O ferrador das quatro esquinas, por acaso com o mesmo nome, tio António e que viria a casar com a viúva tia (Prina) era um ferreiro mais aprimorado e mais conhecedor da Profissão, também já falecido.

Trabalharam no tronco a "calçar" e cuidar dos animais dos nossos antepassados. 

O ferreiro da escola velha, o tio (Fachoquinho) já falecido, além de fazer ferraduras para os animais, fazia outros utensílios para agricultura.

Bem-hajam!

TROCAR DE FERRADURA
Toda a gente conhece as ferraduras de burros e cavalos. Menos conhecidas são as ferraduras dos bois, chamadas canelos.

Cavalos, burros e machos, animais com casco único, levavam ferraduras, seguras com cravos que entravam a martelo. Já as vacas, animais de dois cascos, eram aplicados canelos, igualmente seguros por cravos.

Imobilizados os animais, o ferrador tirava a ferradura velha com uma grande turquês. Depois cortava com um formão um pouco do casco. Alisava o casco com uma grosa e aplicava-lhe a seguir com grandes marteladas uma nova ferradura, ajustada ao tamanho e unha do animal. Com um martelo espetava os cravos - uns pregos que eram enfiados em buracos da ferradura de modo oblíquo relativamente à pata. Depois cortava e limpava com uma grosa as pontas dos cravos que saiam do casco.

Existe uma expressão relacionada com o ofício de ferrador "dar uma no cravo e outra na ferradura" que significa dar um golpe certo e outro não, dizer duas coisas contraditórias.

Naquele tempo, nos animais sujeitos a muito trabalho, os cascos dianteiros tinham de ser ferrados de quinze em quinze dias, não só por trabalharem todo o santo dia, mas devido também ao esforço desses animais na tração dos carros pelos caminhos pedregosos. Mas havia lavradores que não levavam ao tronco os seus animais com esta regularidade. Como em quase todos os lares havia pelo menos um animal de tração ou carga, o tempo de espera para ferrar os animais, chegava a ser algum tempo.

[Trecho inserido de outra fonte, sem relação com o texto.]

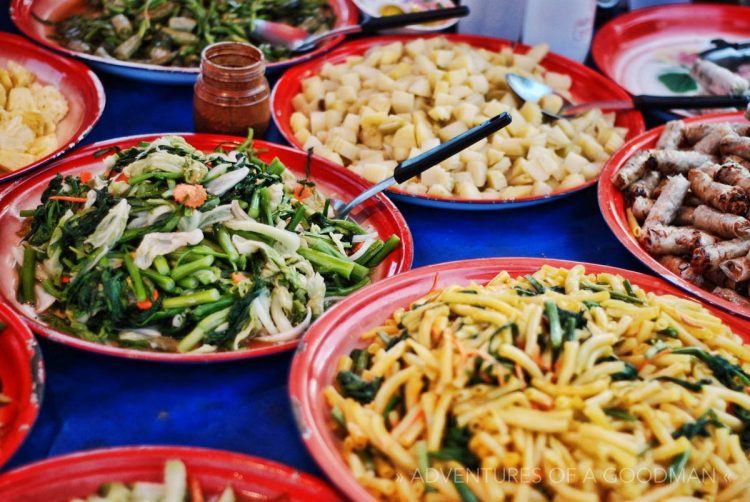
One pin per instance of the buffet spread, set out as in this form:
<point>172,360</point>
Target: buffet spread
<point>513,377</point>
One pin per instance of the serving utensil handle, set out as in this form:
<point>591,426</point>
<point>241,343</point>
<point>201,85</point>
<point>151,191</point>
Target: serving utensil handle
<point>419,164</point>
<point>387,22</point>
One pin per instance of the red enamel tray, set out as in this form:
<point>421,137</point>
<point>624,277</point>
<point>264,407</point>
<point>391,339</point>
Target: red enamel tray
<point>587,86</point>
<point>339,330</point>
<point>21,379</point>
<point>612,206</point>
<point>81,474</point>
<point>378,213</point>
<point>635,48</point>
<point>22,13</point>
<point>76,82</point>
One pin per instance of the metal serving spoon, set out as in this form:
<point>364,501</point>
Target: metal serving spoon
<point>532,90</point>
<point>298,40</point>
<point>419,164</point>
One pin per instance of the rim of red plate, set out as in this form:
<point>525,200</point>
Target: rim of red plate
<point>289,84</point>
<point>636,24</point>
<point>20,14</point>
<point>18,343</point>
<point>333,173</point>
<point>342,326</point>
<point>612,207</point>
<point>87,82</point>
<point>77,466</point>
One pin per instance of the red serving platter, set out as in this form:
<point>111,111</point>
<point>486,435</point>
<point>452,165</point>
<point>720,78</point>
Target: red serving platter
<point>379,213</point>
<point>612,206</point>
<point>63,478</point>
<point>80,86</point>
<point>21,379</point>
<point>339,330</point>
<point>23,13</point>
<point>588,85</point>
<point>632,48</point>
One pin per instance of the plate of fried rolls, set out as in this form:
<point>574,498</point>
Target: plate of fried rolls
<point>678,198</point>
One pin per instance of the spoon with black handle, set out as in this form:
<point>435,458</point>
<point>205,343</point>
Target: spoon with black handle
<point>419,164</point>
<point>299,40</point>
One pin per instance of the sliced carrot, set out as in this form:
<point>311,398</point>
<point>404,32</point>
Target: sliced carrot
<point>67,198</point>
<point>301,192</point>
<point>196,492</point>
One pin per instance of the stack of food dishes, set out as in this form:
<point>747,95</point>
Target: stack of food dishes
<point>513,378</point>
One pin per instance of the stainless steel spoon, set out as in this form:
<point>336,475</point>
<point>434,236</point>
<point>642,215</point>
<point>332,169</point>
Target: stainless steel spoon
<point>298,40</point>
<point>532,90</point>
<point>419,164</point>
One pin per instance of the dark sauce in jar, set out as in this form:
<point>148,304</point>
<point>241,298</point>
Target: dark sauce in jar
<point>232,93</point>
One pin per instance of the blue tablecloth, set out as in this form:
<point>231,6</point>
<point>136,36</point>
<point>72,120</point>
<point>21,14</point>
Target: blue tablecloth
<point>94,401</point>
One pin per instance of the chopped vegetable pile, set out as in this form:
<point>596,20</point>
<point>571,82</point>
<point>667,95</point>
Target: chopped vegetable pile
<point>174,32</point>
<point>173,249</point>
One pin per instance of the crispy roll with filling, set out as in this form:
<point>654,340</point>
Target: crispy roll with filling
<point>735,174</point>
<point>717,79</point>
<point>666,206</point>
<point>633,170</point>
<point>725,198</point>
<point>710,143</point>
<point>664,239</point>
<point>645,186</point>
<point>734,144</point>
<point>711,256</point>
<point>731,295</point>
<point>682,268</point>
<point>737,269</point>
<point>722,224</point>
<point>677,161</point>
<point>671,137</point>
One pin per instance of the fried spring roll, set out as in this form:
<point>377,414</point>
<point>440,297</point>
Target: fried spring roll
<point>671,137</point>
<point>731,295</point>
<point>665,239</point>
<point>716,79</point>
<point>725,198</point>
<point>734,144</point>
<point>710,143</point>
<point>736,160</point>
<point>711,256</point>
<point>737,269</point>
<point>645,186</point>
<point>678,161</point>
<point>666,206</point>
<point>633,170</point>
<point>682,268</point>
<point>722,224</point>
<point>734,174</point>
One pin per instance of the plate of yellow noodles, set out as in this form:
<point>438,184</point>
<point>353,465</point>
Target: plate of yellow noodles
<point>526,379</point>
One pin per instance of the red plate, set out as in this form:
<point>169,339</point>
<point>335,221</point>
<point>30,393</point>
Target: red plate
<point>634,49</point>
<point>81,474</point>
<point>21,14</point>
<point>587,86</point>
<point>378,213</point>
<point>77,83</point>
<point>339,331</point>
<point>21,379</point>
<point>612,205</point>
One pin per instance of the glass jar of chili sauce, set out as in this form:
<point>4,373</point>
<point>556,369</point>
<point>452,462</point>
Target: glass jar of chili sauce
<point>232,93</point>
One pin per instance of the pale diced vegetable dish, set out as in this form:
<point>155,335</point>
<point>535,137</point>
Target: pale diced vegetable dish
<point>401,99</point>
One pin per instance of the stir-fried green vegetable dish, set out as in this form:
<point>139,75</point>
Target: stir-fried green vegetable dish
<point>174,32</point>
<point>173,249</point>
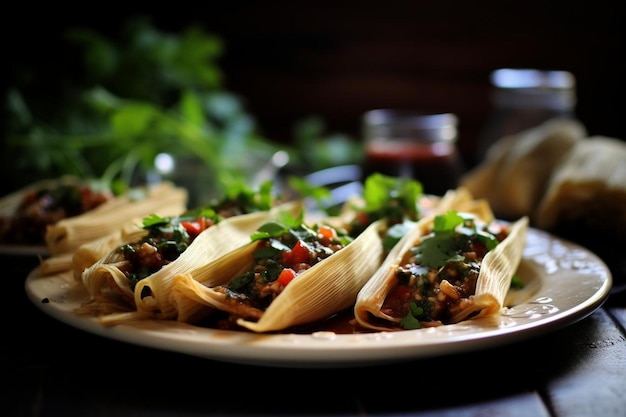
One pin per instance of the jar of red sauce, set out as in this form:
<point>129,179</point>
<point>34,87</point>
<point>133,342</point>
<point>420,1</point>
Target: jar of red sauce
<point>406,143</point>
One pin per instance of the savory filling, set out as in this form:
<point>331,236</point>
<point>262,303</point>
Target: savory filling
<point>47,206</point>
<point>439,277</point>
<point>282,253</point>
<point>169,237</point>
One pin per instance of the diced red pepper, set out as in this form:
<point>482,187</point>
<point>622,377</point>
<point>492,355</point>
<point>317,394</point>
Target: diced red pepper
<point>286,276</point>
<point>327,233</point>
<point>194,228</point>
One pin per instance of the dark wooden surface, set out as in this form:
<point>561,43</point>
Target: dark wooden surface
<point>51,369</point>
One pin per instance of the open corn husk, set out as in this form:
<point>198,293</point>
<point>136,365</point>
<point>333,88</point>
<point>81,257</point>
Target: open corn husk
<point>150,298</point>
<point>328,287</point>
<point>517,168</point>
<point>325,289</point>
<point>588,188</point>
<point>89,253</point>
<point>69,234</point>
<point>496,271</point>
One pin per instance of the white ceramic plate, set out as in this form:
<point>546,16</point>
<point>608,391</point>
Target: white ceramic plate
<point>564,283</point>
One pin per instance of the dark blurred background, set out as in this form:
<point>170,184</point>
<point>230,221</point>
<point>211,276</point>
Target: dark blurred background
<point>289,60</point>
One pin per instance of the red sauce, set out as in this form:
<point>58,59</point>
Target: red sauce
<point>437,166</point>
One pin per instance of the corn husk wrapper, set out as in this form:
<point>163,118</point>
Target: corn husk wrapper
<point>10,202</point>
<point>326,288</point>
<point>90,252</point>
<point>69,234</point>
<point>517,168</point>
<point>588,187</point>
<point>105,281</point>
<point>317,293</point>
<point>497,270</point>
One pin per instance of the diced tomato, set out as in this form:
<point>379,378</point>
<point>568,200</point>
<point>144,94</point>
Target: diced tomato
<point>286,276</point>
<point>298,254</point>
<point>194,228</point>
<point>327,233</point>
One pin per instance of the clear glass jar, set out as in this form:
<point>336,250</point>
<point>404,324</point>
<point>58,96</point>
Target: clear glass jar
<point>525,98</point>
<point>406,143</point>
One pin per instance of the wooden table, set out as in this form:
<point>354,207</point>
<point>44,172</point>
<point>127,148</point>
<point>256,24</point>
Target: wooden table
<point>51,369</point>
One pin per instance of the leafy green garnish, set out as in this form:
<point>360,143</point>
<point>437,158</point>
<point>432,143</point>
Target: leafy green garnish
<point>395,198</point>
<point>451,234</point>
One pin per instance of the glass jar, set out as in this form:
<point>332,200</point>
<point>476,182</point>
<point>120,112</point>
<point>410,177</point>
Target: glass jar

As ferraduras tinham de ser mudadas ou ajustadas com regularidade, para que os animais andassem confortáveis nos terrenos e caminhos mais duros da serra

Enquanto esperavam, conversavam entre si, perto do tronco, ou então iam até à taberna Os troncos de ferrar eram locais de convívio aonde servia para contar e ouvir histórias e novidades.

Foi com a preciosa colaboração das minhas memórias: que fiz este artigo sobre um "património menor", porém de uma funcionalidade e de um saber-fazer importantíssimo.